Павор пожал плечами.
— Течение жизни, — туманно сказал он. Трепотня пополам с истиной. — Он посмотрел на Виктора поверх платка. — Не считайте меня идиотом, — сказал он, — вспомните лучше детей, где вы еще видели таких детей? Или, по крайней мере, столько таких детей?
Да, подумал Виктор, таких детей… Кошки кошкам, но этот мокрец в зале — это вам не кошка пополам с дождем… Есть такое выражение: лицо, освещенное изнутри. Именно такое лицо было у Ирмы, а когда она разговаривает со мной, лицо ее освещено только снаружи. А с матерью она вообще не разговаривает — цедит сквозь зубы что-то брезгливо — снисходительное… Но если это так, если это правда, а не грязная болтовня, то выглядит это крайне нечист плотно. Что им нужно от детей? Они же больные люди, обреченные… И вообще, что за свинство — настраивать детей против родителей, даже против таких родителей, как мы с Лолой. Хватит с нас господина Президента: нация выше родительских уз, Легионы Свободы — ваш отец и ваша мать, и мальчик идет в ближайший штаб и сообщает, что отец назвал господина Президента странным человеком, а мать назвала поход Легиона разорительным предприятием. А теперь еще является черный мокрый дядя и уже безо всяких объясняет, что отец твой — пьяная безмозглая скотина, а мать — дура и шлюха. Положим, что это верно, но все равно свинство, все это должно делаться не так, и не их это собачье дело, не они за это отвечают, и никто не просит заниматься таким просветительством… Патология какая-то. Если только это просветительство. А если похуже? Дитя начинает розовыми губками лепетать о прогрессе, начинает строить страшные жестокие вещи, не ведая, что лепечет, но уже от младых ногтей приучаясь к интеллектуальной жестокости, к самой страшной жестокости, какую можно придумать, а они, намотав черные тряпки на шелушащиеся физиономии, стоят за стеной и дергают ниточки… и, значит, никакого нового поколения нет, а есть вся та же старая и грязная игра в марионетки, и я был вдвойне ослом, когда обмирал сегодня на сцене… До чего же это мерзкая затея — наша цивилизация…

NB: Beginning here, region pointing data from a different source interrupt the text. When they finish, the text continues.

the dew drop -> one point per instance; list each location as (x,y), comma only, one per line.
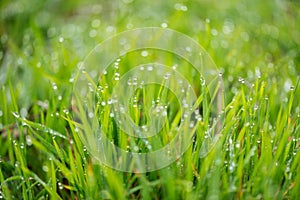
(144,53)
(150,68)
(45,168)
(61,39)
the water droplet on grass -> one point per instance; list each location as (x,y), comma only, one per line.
(164,25)
(61,39)
(45,168)
(150,68)
(144,53)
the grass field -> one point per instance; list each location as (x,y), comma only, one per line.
(256,47)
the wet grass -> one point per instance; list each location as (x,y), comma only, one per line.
(256,45)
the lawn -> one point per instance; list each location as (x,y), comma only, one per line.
(224,128)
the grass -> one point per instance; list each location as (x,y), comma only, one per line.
(256,47)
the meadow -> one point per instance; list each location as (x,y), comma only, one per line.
(254,44)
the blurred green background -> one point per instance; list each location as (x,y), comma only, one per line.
(45,40)
(42,43)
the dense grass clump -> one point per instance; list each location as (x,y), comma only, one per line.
(256,47)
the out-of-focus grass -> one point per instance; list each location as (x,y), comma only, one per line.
(256,45)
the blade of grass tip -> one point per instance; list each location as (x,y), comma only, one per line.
(6,121)
(38,179)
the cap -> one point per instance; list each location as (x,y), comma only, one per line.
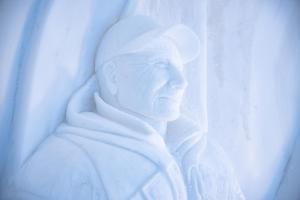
(131,34)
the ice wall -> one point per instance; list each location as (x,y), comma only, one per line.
(252,73)
(253,87)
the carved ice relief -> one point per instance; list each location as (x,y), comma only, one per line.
(124,136)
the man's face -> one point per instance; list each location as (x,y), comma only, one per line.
(151,82)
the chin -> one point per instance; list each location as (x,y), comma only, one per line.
(168,116)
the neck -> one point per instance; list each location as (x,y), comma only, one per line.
(159,126)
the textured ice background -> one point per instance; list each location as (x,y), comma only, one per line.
(253,85)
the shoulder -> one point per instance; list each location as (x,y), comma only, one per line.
(55,167)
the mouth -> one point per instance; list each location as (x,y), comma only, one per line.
(176,100)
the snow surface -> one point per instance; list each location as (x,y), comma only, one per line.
(252,76)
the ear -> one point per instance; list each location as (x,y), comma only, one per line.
(109,74)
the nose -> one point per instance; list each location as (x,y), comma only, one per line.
(177,79)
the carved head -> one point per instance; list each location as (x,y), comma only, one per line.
(140,66)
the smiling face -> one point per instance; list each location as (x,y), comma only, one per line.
(151,82)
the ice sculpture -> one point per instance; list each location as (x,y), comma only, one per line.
(124,136)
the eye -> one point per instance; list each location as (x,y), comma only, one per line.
(161,65)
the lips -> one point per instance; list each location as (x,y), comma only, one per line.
(176,100)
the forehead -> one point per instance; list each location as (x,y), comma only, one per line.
(161,48)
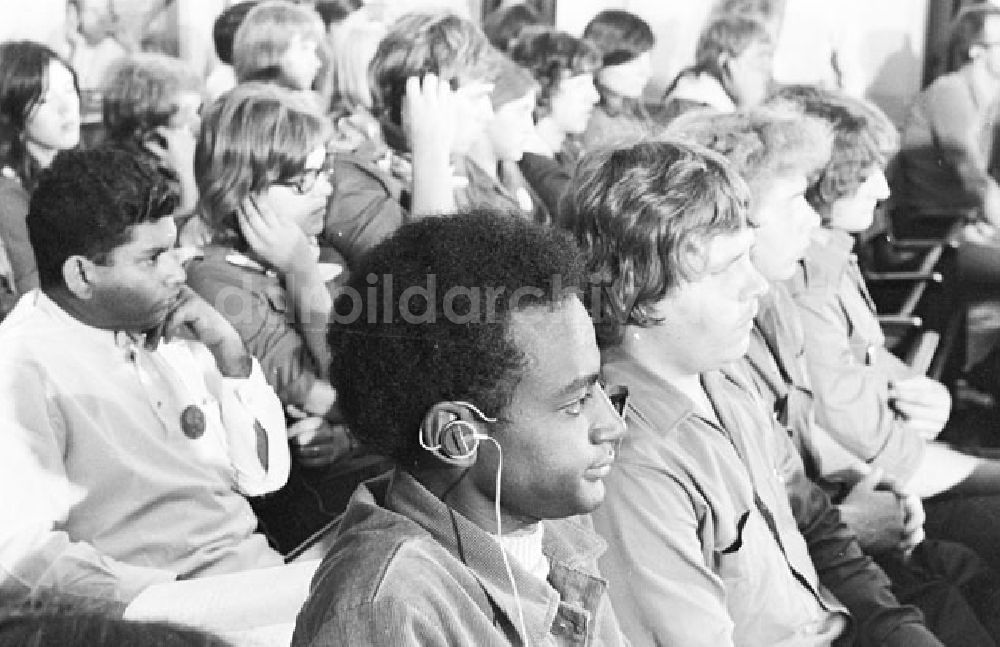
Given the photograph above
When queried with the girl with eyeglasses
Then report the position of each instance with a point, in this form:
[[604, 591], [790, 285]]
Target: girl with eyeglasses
[[260, 164]]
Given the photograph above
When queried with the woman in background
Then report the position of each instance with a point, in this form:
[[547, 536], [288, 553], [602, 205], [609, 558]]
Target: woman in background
[[625, 42], [278, 42], [39, 116], [734, 62]]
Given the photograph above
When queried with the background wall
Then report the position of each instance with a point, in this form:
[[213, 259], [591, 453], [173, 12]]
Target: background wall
[[883, 39]]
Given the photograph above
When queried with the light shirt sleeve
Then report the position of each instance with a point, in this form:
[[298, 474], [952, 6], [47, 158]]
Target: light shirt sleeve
[[244, 404], [36, 555]]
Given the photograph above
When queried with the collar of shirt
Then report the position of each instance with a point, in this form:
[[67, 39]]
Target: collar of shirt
[[825, 260], [238, 259]]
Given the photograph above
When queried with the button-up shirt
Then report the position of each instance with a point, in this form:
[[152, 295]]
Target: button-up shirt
[[716, 537], [406, 569], [776, 362], [849, 365], [107, 488], [947, 146]]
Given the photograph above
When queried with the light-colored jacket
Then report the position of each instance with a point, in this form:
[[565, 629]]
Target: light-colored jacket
[[849, 365], [408, 570]]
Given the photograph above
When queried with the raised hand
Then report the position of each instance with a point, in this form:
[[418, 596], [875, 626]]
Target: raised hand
[[277, 240], [192, 317], [923, 404], [316, 442]]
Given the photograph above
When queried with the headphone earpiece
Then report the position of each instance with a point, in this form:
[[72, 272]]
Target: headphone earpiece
[[456, 442]]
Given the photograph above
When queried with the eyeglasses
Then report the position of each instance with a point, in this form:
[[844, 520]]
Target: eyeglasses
[[306, 181]]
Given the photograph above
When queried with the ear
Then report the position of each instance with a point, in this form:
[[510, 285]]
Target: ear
[[79, 273]]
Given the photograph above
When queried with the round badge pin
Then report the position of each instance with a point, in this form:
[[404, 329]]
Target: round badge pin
[[193, 422]]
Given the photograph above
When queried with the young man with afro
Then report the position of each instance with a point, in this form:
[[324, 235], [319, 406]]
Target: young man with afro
[[483, 385]]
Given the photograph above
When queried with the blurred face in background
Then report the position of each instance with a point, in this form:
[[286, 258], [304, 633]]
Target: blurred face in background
[[628, 79], [573, 102], [54, 122], [855, 212], [512, 127], [749, 73], [300, 63]]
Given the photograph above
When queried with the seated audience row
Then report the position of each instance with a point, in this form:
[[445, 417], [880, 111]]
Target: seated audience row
[[632, 391]]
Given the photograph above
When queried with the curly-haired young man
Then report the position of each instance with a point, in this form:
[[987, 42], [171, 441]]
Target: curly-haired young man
[[483, 386], [709, 506]]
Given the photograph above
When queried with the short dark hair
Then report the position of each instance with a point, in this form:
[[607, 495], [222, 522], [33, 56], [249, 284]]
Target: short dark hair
[[225, 26], [863, 137], [620, 36], [24, 80], [730, 35], [251, 137], [762, 144], [141, 93], [444, 44], [335, 11], [504, 25], [87, 203], [457, 344], [553, 56], [967, 29], [643, 214]]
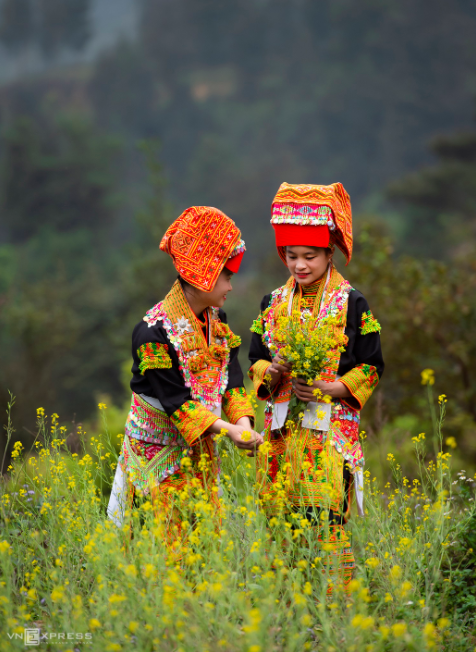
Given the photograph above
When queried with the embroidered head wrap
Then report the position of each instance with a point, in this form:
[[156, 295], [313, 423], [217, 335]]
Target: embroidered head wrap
[[316, 216], [201, 242]]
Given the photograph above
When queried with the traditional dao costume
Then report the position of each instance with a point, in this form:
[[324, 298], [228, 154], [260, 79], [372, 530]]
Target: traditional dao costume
[[328, 437], [185, 371]]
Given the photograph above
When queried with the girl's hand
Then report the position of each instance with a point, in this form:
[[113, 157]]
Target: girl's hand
[[305, 392], [245, 438], [276, 369]]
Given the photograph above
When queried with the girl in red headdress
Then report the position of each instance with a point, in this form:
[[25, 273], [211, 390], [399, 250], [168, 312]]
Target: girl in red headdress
[[315, 461], [185, 372]]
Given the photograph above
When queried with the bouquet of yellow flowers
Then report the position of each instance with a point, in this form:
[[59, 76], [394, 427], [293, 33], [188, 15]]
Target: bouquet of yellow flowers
[[307, 343]]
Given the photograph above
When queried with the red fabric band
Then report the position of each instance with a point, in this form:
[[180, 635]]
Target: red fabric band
[[233, 264], [288, 235]]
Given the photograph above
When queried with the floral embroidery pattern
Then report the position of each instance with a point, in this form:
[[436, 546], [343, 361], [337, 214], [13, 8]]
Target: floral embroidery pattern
[[236, 404], [369, 324], [153, 356]]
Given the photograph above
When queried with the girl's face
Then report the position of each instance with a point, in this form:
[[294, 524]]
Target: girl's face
[[307, 264], [217, 296]]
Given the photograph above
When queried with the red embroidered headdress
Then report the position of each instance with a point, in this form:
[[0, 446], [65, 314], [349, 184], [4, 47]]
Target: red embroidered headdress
[[201, 242], [316, 216]]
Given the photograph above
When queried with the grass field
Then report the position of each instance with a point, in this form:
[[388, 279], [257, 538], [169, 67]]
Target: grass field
[[238, 585]]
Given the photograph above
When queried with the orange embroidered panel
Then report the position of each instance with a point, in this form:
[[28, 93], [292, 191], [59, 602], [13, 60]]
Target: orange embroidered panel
[[334, 196], [200, 242], [361, 382], [192, 420]]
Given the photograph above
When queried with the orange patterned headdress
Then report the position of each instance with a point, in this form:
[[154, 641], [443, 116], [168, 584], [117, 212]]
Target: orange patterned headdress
[[201, 242], [318, 216]]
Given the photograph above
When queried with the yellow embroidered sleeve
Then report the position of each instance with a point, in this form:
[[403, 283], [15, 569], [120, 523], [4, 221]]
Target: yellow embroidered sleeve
[[361, 382], [237, 404], [192, 420], [257, 373], [153, 356]]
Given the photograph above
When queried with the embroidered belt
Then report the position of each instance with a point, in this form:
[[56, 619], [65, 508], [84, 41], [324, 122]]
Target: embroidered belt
[[150, 424]]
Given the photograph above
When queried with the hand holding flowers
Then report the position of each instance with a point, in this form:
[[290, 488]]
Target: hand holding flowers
[[306, 344], [306, 392]]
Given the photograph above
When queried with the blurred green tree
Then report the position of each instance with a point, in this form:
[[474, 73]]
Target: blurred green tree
[[55, 171], [439, 202], [16, 24]]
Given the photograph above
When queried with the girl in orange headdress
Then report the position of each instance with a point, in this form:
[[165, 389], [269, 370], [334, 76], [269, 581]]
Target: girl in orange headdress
[[185, 372], [315, 460]]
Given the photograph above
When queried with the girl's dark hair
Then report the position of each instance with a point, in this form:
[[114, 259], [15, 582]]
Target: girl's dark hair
[[185, 284]]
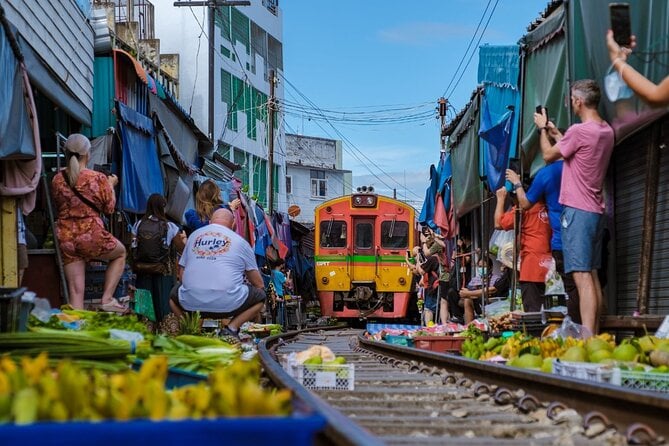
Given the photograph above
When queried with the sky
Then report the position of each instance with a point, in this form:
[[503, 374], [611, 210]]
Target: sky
[[375, 69]]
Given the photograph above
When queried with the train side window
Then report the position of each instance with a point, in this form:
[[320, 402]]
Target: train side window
[[364, 235], [333, 234], [394, 234]]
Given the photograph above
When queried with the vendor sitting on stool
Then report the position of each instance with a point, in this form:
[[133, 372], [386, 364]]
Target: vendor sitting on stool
[[497, 286], [212, 269]]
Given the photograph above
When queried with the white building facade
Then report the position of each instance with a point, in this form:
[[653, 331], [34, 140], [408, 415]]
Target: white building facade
[[314, 173], [247, 45]]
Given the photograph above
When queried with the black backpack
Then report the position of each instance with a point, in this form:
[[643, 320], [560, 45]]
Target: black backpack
[[152, 241]]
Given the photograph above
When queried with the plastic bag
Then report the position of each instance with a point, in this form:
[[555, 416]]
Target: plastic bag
[[554, 284], [501, 247], [42, 309], [571, 329]]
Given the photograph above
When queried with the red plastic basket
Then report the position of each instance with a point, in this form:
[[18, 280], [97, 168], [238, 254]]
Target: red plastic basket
[[441, 344]]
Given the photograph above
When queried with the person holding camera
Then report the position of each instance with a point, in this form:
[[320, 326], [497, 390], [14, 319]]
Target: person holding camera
[[81, 195], [656, 95], [586, 148]]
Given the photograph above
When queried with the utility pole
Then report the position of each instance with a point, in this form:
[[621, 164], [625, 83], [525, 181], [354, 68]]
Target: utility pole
[[442, 116], [213, 6], [270, 140]]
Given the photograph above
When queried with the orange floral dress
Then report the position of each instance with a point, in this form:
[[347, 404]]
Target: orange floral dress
[[80, 230]]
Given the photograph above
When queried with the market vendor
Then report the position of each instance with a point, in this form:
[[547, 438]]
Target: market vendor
[[470, 297], [213, 268]]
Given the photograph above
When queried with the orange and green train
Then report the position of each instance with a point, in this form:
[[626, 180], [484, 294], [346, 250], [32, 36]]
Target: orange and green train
[[360, 244]]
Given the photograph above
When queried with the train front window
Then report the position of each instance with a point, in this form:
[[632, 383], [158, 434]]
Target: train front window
[[333, 234], [364, 235], [394, 234]]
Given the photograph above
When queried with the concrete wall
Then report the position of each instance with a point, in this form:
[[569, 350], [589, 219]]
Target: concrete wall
[[301, 196], [58, 31], [180, 30]]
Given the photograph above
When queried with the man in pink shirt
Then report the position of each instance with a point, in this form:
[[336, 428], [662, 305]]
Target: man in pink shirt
[[586, 149]]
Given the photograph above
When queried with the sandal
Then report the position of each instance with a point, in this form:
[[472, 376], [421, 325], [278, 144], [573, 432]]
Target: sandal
[[114, 306]]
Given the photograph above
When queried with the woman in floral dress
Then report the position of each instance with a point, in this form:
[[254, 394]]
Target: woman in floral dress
[[80, 230]]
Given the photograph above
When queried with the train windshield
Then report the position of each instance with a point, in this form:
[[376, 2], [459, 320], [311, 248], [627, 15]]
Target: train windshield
[[394, 234], [364, 235], [333, 234]]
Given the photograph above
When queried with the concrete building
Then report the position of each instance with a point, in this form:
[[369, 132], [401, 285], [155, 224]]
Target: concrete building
[[314, 173], [247, 45]]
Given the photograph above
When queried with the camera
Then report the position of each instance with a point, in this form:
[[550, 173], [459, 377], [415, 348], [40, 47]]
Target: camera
[[103, 168]]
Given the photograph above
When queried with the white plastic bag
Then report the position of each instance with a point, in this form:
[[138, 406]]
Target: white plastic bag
[[501, 247], [554, 284]]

— …имеющий глаза да видит, — говорил Павор. — Нас не пускают в лепрозорий. Колючая проволока, солдаты, ладно. Но кое-что можно видеть и здесь, в городе. Я видел, как мокрецы разговаривают с мальчишками и как ведут себя при этом эти мальчишки, какими они становятся ангелочками, а спроси у него, как пройти к фабрике — он тебя обольет презрением с ног до головы…
Нас не пускают в лепрозорий, — думал Виктор. — Колючая проволока — а мокрецы гуляют по городу свободно. Но не Голем же это выдумал… Вот сволочь, подумал он, отец нации. Вот мерзавец. Значит, и здесь его работа. Лучший друг детей… Очень может быть, очень на него похоже. А вы знаете, господин Президент, на вашем месте я бы попытался разнообразить свои приемы. Слишком легко стало отличить ваш хвост от всех других хвостов. Колючая проволока, солдаты, пропуска — значит, господин Президент; значит, обязательно какая-нибудь мерзость…
— На кой черт там колючая проволока? — спросил Виктор.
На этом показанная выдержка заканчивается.